On flat space we use standard coordinates \(x_i\). On the n-sphere, in order to make the similarity between the flat and the curved case apparent, we use local coordinates \(y_i\) with

$$\begin{aligned} g=-n(n-1)\sum _{i=1}^n\frac{dy_i^2}{y_n^2}, \end{aligned}$$

except for the generic system, which we write in the coordinates \(x_i\) of the ambient Euclidean space.

8.1 Isotropic Harmonic Oscillator

$$\begin{aligned} V&=\sum _{i=1}^n(\omega ^2x_i^2+a_ix_i)&B&=0 \end{aligned}$$

This is the trivial case already mentioned in Example 3.6. Its structure tensor vanishes and therefore, up to gauge terms, all its structure functions vanish as well.

8.2 Smorodinsky–Winternitz I

$$\begin{aligned} V&=\sum _{i=1}^n\biggl (\frac{a_i}{x_i^2}+\omega ^2x_i^2\biggr )&B&=-\frac{3}{n-1}\sum _{i=1}^nx_i^2\ln x_i \end{aligned}$$

This system was first described on flat space by Friš et al. [20] and is often called the “generic system on flat space”. For low dimensions, other labels have also been used in the literature such as (0, 11, 0) in [58] or [E1] in [47]. The corresponding label in three dimensions is [I] in [12, 38, 42].

This system has a Stäckel invariant counterpart on the n-sphere, known as [I’] in dimension three [42]:

$$\begin{aligned} V&=-\frac{y_n^2}{n(n-1)}\sum _{i=1}^n\biggl (\frac{a_i}{y_i^2}+\omega ^2y_i^2\biggr )&B&=\frac{3n(n-1)}{2y_n^2}\sum _{i=1}^ny_i^2\ln y_i \end{aligned}$$

8.3 Smorodinsky–Winternitz II

$$\begin{aligned} V&=\sum _{i\in J}(4\omega ^2x_i^2+a_ix_i) +\sum _{i\in J^c}\biggl (\frac{a_i}{x_i^2}+\omega ^2x_i^2\biggr )&B&=-\frac{3}{n-1}\sum _{i\in J^c}x_i^2\ln x_i \end{aligned}$$

In dimension 2, this system is also denoted by (0, 1, 0) [58] or [E2] in [47]. In dimension 3, it is labeled [IV] [38]. This system formally appears as a superposition of the Smorodinski-Winternitz system I and the isotropic harmonic oscillator, defined by a partition of the index set,

$$\begin{aligned} \{1,2,\ldots ,n\}=J\cup J^c. \end{aligned}$$

This might be an indication for the existence of a composition of superintegrable systems similarly to the operad construction of separable systems on spheres [74].

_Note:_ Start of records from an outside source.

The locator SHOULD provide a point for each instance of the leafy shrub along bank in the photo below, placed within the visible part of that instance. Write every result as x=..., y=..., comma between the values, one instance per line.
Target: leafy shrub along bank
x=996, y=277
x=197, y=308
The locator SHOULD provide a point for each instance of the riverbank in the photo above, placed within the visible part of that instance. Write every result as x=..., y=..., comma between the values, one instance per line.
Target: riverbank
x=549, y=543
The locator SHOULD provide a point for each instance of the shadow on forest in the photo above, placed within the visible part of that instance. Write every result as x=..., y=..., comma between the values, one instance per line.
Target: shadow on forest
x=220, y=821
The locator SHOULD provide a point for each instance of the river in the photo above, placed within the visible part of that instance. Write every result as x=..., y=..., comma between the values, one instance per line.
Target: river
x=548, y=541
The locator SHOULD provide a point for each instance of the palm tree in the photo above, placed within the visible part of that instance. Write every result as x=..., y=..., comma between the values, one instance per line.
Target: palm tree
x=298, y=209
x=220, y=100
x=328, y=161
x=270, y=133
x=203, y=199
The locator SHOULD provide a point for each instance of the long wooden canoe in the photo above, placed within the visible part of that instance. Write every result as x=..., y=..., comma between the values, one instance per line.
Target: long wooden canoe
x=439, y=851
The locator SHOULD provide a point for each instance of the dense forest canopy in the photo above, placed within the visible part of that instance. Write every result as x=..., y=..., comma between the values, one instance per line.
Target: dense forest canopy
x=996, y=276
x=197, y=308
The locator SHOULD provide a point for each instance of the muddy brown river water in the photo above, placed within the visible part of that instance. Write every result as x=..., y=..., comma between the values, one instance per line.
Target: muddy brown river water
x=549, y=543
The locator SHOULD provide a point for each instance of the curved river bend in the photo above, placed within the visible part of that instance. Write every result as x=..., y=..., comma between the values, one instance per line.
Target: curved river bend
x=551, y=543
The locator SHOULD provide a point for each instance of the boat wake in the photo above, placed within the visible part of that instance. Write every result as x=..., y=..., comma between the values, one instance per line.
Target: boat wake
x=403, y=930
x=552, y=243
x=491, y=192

The corresponding system on the n-sphere reads

$$\begin{aligned} V&=-\frac{\,y_n^2}{n(n-1)} \Biggl [ \sum _{i\in J}\Bigl (4\omega ^2y_i^2+a_iy_i\Bigr ) +\sum _{i\in J^c}\biggl (\omega ^2y_i^2+\frac{a_i}{y_i^2}\biggr ) \Biggr ] \\ B&=\frac{3n(n-1)}{2y_n^2}\sum _{i\in J^c}y_i^2\ln y_i \end{aligned}$$

In low dimensions, the labels [S1] [47] and [IV’] [12, 38] have been used for this system.

8.4 The Generic System on the n-Sphere

$$\begin{aligned} V&=\sum _{i=0}^n\frac{a_i}{x_i^2}&B&=-\frac{3}{2}\sum _{i=0}^nx_i^2\ln x_i \end{aligned}$$

This system on the n-sphere, not to be confused with the generic system on flat space, is labelled [S9] for 2D in [47] and [VIII] in [38, 42] for 3D. Its name and its significance result from the fact that in dimensions two and three any other non-degenerate second-order superintegrable system can be obtained from it via Stäckel transforms and contractions.

Note that the term “generic” has a precise meaning in our algebraic geometric context: it refers to a Zariski open subset in the classification space. We remark that if the latter turns out to be reducible, there might as well be several “generic” systems, as observed for the Euclidean plane [58].